In 2008, the Democrat was one of several state lawmakers and aides from both major political parties to be charged as part of the Bonusgate scandal. The grand jury found that nearly $4 million in taxpayer money had helped create software programs meant to give users an advantage in elections.
Veon is serving a prison sentence of six to 14 years in connection to those charges, but the appeal at hand concerns a subsequent trial.
In 2012, a jury convicted Veon on 10 more counts that included criminal conspiracy, conflict of interest and theft based on his use public funding to rent offices from friends around Pennsylvania through his nonprofit corporation, Beaver Initiative for Growth.
Facing up to two more years in prison, as well as a restitution bill to the commonwealth, Veon’s appeal reached the Pennsylvania Supreme Court in May.
A fractured vote of the court vacated this sentence last week, remanding for a new trial on the conflict-of-interest charge, and directing the trial court “to reconsider its entire sentencing plan.”
The Nov. 22 reversal stems from confusion in the Pennsylvania law that prohibits public officials from leveraging the authority of their offices for “private pecuniary benefit.”
Though the trial court allowed this to encompass “intangible political gain,” Justice David Wecht wrote for the majority that “the trial court’s understanding of what constitutes a ‘private pecuniary benefit’ is unduly broad.”
“The trial court’s jury instruction here made of the statute a meat axe, finding (or creating) a conflict of interest on every dais, at each parade, and at every ribbon-cutting, given that the very nature of seeking to satisfy one’s constituents and secure re-election all but requires the taking of official action to secure intangible political gains,” Wecht’s 36-page opinion states. “This criminalization of politics is a bridge too far.”
Of the five other judges who heard this case in May, only one joined Wecht’s opinion in full.
The other four all took issue with one point of Wecht’s conclusion: the first part that remands for a new trial on conflict of interest.
One of the judges joined only the part of the lead opinion that deals with restitution for the
Department of Community and Economic Development, or DCED, a state entity that provided most of the funding for Veon’s nonprofit, Beaver Initiative for Growth.
“There can be no serious doubt that DCED, the agency designated to receive the restitution ordered in this case, does not qualify as a direct victim,” Wecht wrote. “And neither, of course, is DCED a parent, guardian, child, or family member of a homicide victim. Although [state law] regarding ‘victims’ and ‘other government agenc[ies]’ reveals that the General Assembly intended that restitution reach certain commonwealth agencies in a manner that did not depend upon identifying such agencies as ‘victims,’ it nonetheless required first that the agency in question have provided compensation to a victim so defined. That is what necessitates our determination that DCED is not entitled to restitution in this case.”

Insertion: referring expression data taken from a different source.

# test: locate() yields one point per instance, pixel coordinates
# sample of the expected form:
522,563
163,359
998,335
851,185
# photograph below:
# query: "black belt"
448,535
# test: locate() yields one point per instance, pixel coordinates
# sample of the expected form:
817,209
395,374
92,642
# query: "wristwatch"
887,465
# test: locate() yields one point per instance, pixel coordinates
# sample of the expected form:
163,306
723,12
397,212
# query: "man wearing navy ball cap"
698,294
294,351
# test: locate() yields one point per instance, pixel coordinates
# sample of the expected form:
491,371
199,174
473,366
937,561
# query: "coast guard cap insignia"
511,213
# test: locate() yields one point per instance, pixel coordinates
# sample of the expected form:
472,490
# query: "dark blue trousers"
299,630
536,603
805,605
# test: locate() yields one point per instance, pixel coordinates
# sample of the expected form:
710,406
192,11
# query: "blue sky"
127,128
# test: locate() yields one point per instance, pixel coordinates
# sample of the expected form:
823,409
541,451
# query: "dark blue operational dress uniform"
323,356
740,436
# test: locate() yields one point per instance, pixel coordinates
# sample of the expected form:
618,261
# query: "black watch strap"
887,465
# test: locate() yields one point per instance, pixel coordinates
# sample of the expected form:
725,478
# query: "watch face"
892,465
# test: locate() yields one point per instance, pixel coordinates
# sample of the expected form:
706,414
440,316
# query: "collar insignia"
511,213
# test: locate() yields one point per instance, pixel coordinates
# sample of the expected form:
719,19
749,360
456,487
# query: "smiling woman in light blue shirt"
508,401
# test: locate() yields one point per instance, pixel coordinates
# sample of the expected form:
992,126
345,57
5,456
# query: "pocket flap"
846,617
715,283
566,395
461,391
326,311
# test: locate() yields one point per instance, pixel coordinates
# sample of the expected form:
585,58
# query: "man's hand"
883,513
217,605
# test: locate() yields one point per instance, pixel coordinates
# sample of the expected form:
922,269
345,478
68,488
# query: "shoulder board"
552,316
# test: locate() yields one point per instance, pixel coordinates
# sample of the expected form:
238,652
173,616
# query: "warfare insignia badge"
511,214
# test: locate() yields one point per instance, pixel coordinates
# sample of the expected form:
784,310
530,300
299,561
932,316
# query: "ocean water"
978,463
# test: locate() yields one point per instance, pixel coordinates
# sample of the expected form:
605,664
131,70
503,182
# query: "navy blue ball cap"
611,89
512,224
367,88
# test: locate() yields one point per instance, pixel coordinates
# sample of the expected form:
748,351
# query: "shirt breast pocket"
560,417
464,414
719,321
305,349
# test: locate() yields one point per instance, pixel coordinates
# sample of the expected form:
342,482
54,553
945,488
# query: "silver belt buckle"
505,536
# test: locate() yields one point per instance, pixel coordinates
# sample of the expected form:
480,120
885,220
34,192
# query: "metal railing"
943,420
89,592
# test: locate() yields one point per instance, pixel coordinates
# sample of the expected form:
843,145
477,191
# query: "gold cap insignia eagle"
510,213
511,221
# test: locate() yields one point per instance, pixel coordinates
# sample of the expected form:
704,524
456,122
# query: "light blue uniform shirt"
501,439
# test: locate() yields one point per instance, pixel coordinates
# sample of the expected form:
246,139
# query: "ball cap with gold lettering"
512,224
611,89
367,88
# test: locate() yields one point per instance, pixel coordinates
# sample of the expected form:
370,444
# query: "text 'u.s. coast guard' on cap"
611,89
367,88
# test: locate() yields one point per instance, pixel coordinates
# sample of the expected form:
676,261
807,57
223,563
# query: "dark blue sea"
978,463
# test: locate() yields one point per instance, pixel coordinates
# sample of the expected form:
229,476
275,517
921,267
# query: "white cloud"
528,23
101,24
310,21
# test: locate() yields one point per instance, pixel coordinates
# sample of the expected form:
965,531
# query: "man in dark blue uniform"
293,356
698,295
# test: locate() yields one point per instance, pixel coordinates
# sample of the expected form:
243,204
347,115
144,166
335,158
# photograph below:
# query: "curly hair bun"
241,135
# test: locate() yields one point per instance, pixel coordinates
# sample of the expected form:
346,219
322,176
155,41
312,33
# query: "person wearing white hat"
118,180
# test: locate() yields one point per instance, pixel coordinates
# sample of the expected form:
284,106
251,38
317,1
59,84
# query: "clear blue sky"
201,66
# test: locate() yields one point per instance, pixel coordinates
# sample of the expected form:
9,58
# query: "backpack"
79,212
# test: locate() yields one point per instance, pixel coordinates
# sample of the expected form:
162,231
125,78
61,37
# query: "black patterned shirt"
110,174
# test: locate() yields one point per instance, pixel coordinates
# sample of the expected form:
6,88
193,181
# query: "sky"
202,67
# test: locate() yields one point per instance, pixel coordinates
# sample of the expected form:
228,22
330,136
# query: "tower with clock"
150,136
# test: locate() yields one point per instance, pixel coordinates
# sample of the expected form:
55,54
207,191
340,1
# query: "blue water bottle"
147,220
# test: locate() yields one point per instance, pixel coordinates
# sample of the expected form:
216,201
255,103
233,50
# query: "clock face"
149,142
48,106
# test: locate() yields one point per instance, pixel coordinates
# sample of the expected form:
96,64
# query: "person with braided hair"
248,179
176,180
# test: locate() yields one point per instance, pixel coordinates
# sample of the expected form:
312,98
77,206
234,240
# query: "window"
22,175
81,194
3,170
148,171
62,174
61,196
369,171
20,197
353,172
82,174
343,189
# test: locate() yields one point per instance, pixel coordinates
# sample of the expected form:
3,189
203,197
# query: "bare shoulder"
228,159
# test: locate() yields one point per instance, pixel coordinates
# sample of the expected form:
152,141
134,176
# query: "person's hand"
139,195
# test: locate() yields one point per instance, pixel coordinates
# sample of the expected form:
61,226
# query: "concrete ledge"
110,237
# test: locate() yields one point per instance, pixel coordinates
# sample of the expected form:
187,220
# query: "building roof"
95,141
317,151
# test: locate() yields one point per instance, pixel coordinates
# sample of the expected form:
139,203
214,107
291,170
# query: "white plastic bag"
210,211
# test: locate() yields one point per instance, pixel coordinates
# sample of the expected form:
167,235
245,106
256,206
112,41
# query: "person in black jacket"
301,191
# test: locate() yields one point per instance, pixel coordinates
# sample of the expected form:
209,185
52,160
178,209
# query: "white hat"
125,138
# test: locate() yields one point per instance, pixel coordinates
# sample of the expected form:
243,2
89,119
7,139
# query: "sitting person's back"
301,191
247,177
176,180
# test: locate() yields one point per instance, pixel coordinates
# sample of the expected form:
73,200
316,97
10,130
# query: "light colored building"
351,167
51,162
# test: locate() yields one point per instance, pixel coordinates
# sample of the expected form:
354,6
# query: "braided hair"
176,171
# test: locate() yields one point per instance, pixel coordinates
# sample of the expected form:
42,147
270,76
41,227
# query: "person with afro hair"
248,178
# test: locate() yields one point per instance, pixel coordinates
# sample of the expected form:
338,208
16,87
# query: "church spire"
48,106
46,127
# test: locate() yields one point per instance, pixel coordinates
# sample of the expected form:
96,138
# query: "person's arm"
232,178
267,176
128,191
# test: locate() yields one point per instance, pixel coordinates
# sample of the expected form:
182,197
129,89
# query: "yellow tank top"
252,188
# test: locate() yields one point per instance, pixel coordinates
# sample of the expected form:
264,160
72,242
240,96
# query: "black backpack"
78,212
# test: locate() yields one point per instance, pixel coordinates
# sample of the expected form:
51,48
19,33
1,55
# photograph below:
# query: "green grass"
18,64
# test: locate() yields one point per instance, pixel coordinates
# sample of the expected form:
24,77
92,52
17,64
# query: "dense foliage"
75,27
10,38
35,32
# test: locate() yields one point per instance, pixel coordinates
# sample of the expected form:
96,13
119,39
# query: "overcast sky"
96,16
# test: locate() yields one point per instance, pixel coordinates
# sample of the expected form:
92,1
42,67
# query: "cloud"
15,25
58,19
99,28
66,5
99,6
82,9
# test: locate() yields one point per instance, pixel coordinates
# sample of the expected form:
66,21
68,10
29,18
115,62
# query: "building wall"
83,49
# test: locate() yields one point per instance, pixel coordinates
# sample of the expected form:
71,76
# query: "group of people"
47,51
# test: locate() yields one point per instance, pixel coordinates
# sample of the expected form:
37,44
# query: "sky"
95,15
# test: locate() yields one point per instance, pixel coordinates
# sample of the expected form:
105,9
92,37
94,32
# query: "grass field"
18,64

Summing up on this point in the conclusion, Wecht noted that the ruling has “deemed illegal the imposition of any restitutionary sanction in favor of the commonwealth.”
“This leaves a comprehensive sentencing scheme unmoored from its foundation, such that we must afford the trial court the opportunity to revisit its entire sentencing approach and determine what modifications, if any, are warranted in light of our ruling,” the ruling concludes.
Two justices filed separate opinions, concurring and dissenting in part.
The court’s chief justice joined one of these opinions, with another justice joining that opinion only in part.